I didn’t sleep as the daylight penetrated the room. I tried not to think, but thoughts came. Time passed. People came into the room and out again, I was cleaned and put back into a fresh bed. A woman tried to spoon food into my mouth, but I kept my jaws clenched and struck out at her and screamed until some men came in and tied my hands to the bed frame. That was fine with me. I wasn’t going anywhere.
A tapping on the door, or so it seemed. I lay very, very still and hoped it would go away. No, another tap and a voice. It said, “Chaz?” A familiar voice? How could I tell?
Sound of a door opening, and a click and the room was flooded with hideous light-I could see everything! I squirmed down under the covers to hide my face. A weight on the bed next to me, tugging at the quilt, a voice. It was Lotte’s voice, should have been comforting, I missed her so much, or somebody missed her, although it may have been someone else. She wanted me to get up, she pleaded, the children are upset. How long have they been here? I wondered. Are they really here at all?
She exposed my face and I didn’t try to hide it. Best to be completely passive. She looked a lot like Lotte my wife, but her face was blurry, not in focus, like the face of the dwarf in my painting. She touched my face. She said, “Oh, Chaz, what has happened to you?”
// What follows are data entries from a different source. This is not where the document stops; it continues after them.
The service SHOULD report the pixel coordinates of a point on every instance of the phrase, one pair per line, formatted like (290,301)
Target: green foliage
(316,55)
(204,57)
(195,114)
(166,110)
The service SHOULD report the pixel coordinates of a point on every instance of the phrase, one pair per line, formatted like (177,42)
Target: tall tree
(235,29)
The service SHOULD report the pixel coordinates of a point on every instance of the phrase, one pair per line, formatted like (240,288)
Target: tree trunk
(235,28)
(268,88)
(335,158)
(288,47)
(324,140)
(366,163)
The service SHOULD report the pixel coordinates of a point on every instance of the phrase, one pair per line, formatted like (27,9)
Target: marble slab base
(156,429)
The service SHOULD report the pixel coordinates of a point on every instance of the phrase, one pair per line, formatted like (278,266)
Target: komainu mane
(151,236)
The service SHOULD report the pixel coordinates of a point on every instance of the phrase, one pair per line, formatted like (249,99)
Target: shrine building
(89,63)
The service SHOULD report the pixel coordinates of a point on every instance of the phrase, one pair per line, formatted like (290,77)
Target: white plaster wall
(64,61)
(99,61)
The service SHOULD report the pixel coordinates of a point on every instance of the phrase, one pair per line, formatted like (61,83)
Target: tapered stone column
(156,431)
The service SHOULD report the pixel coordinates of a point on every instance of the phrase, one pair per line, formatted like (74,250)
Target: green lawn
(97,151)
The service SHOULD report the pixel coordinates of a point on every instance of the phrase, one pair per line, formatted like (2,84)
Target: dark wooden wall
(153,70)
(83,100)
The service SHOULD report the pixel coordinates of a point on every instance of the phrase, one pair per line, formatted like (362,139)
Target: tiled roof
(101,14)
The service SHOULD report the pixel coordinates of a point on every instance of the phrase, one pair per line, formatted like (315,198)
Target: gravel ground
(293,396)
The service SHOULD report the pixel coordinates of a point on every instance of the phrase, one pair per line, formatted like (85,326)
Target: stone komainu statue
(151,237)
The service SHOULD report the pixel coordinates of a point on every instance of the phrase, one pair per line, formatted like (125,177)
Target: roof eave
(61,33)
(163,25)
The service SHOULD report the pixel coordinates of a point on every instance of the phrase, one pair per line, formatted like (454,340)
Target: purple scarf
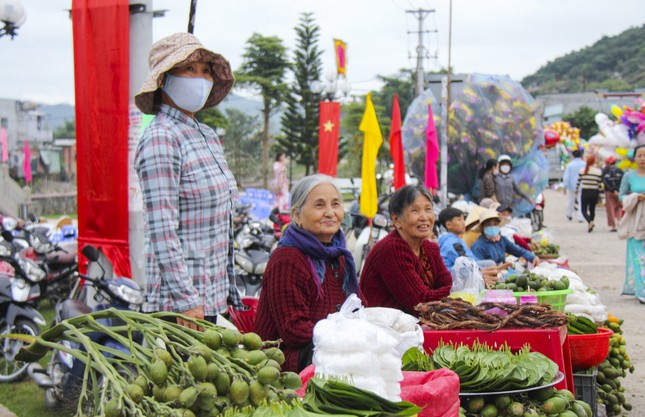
(317,253)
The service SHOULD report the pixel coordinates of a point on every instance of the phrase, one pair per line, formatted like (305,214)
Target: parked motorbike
(537,214)
(18,315)
(280,220)
(64,373)
(57,259)
(252,249)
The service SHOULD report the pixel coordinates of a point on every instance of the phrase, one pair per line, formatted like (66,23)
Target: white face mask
(189,94)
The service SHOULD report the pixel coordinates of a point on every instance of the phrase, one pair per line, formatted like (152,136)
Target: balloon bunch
(633,119)
(569,135)
(489,115)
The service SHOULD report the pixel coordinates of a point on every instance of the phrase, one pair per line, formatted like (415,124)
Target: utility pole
(420,15)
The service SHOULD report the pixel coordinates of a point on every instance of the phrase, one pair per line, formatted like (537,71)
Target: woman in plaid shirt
(188,189)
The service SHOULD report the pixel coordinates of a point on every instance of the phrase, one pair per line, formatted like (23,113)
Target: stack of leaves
(483,369)
(336,397)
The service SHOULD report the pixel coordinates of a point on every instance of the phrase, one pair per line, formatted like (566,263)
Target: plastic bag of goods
(350,347)
(467,280)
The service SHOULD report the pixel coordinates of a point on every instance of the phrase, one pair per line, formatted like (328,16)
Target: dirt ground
(599,259)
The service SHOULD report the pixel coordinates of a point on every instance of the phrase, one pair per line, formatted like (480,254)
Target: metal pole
(191,16)
(140,44)
(420,55)
(445,116)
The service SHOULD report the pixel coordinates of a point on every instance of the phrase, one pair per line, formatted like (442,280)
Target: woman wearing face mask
(405,268)
(492,245)
(506,187)
(188,189)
I’d like to know that too, I really would.
I didn’t know what to say to her. I didn’t want to ask her. I didn’t want to know who she’d been married to.
She said, “I have been so worried. Krebs said you had had a relapse, you were incoherent, raving. I came as soon as I could.”
I rummaged around for a while until I found my voice, one that sounded strange in my ears. I said, “I was painting the royal family. I am the greatest painter of the age.”
“Look at me,” she ordered. “You know who I am.”
I said, “You look like Lotte. Is this real?” and I laughed, a horrible sound. Lunatics are always depicted as laughing; we speak of maniacal laughter, and this is why. When the ground of reality is stripped away, when meaning itself takes a walk, what’s left is this monstrous hilarity.
And tears. I wept and she held me, and perhaps the reality of the familiar body, the smell of her hair, her perfume, worked on a brain level below the one that was screwed up so badly, and I calmed a little. She spoke slowly and gently as she often did to the children, about being summoned, about Krebs arranging everything, how he thought the presence of my family would help get me through this crisis.
And into my mind then, in the midst of the most extreme existential terror, came the thought that now my only course was to cleave to the wisdom of the sages and the bumper stickers and simply abandon all memory as unreliable, to discard the past and the future and simply try to exist moment to moment and see what happened. So, whoever this nice woman was, I was not going to ask her to confirm or deny anything about my past or about who Krebs was; I was just going to let her take the lead, and follow.
I said, “My memory is all scrambled.”
“But you remember me, yes? And the children?”